During the training process for Arch Consulting, Olin’s case competition team, senior members imparted years of case competition knowledge within just a few sessions. My first application of these skills, however, wasn’t in Arch, rather in TAMID. During our intra-organizational case competition, the analytical, research, and design techniques gained from Arch helped our team condense what would’ve ordinarily been a 3-hour project into less than an hour’s worth of work. That competition helped refine my ability to effectively manage a project under a short time constraint which, later in the semester, translated into improving my management of six WUMUNS committees for WashU’s International Relations Council.

The most valuable asset I’ve gained through my involvement, though, hasn’t been the skills or experiences, rather the network of incredibly talented, motivated individuals whom I’ve come to deeply respect and admire. One such person, a member of Arch Consulting I met during pledging for DSP, connected me with what I’ve found to be the most meaningful experience I’ve had thus far at WashU. Over the summer, she reached out to me with an opportunity to interview for a position at Bear Studios, a consulting company founded by three WashU undergraduates that provides strategy, accounting, design, and technology services to a wide range of clients. After a challenging case interview that tested the many skills I’d gained over the past year, I got an email congratulating me that I received the job.

Bear Studios has been the culmination of my experiences with extracurriculars at WashU. Being able to deliver value to entrepreneurial clients who are so passionate about their work is both deeply rewarding and intellectually enriching. In addition to receiving the edifying opportunity to discover more about exciting new industries or products, I can see the tangible impact my work has on their business plan and pitches to investors.
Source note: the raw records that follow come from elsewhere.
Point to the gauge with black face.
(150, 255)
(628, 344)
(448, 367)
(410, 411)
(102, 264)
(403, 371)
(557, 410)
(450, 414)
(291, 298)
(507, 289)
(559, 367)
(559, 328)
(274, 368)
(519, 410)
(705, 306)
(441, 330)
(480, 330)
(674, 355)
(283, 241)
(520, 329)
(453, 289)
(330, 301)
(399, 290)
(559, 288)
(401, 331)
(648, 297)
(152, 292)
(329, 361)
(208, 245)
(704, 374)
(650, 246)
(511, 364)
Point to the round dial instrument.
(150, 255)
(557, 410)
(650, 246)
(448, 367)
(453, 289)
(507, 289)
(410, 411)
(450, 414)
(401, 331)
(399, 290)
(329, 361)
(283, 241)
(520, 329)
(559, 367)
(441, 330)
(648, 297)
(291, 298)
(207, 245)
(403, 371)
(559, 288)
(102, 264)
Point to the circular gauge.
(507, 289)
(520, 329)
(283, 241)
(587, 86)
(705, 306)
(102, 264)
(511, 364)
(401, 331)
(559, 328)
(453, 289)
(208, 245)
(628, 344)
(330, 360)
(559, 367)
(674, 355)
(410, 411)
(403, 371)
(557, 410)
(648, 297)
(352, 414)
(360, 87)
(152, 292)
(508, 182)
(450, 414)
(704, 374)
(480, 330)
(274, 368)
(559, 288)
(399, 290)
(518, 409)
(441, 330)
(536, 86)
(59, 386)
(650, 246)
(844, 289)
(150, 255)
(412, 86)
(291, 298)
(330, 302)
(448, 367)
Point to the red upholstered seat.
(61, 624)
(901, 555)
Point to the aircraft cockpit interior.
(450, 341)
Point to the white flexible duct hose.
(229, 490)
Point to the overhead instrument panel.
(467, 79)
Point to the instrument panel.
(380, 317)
There’s truly no feeling more rewarding than seeing your work improve the lives of others.

So, to freshman currently embroiled in the stressful challenge of finding that one interest or activity that defines you – don’t. Get involved in everything and anything that piques your interests. The experiences and friendships you gain will be exponentially more rewarding than the time you commit.

Guest Blogger: Alec Johnson, Class of 2020, is majoring in Economics and Strategy; he is a Strategy Fellow at Bear Studios LLC.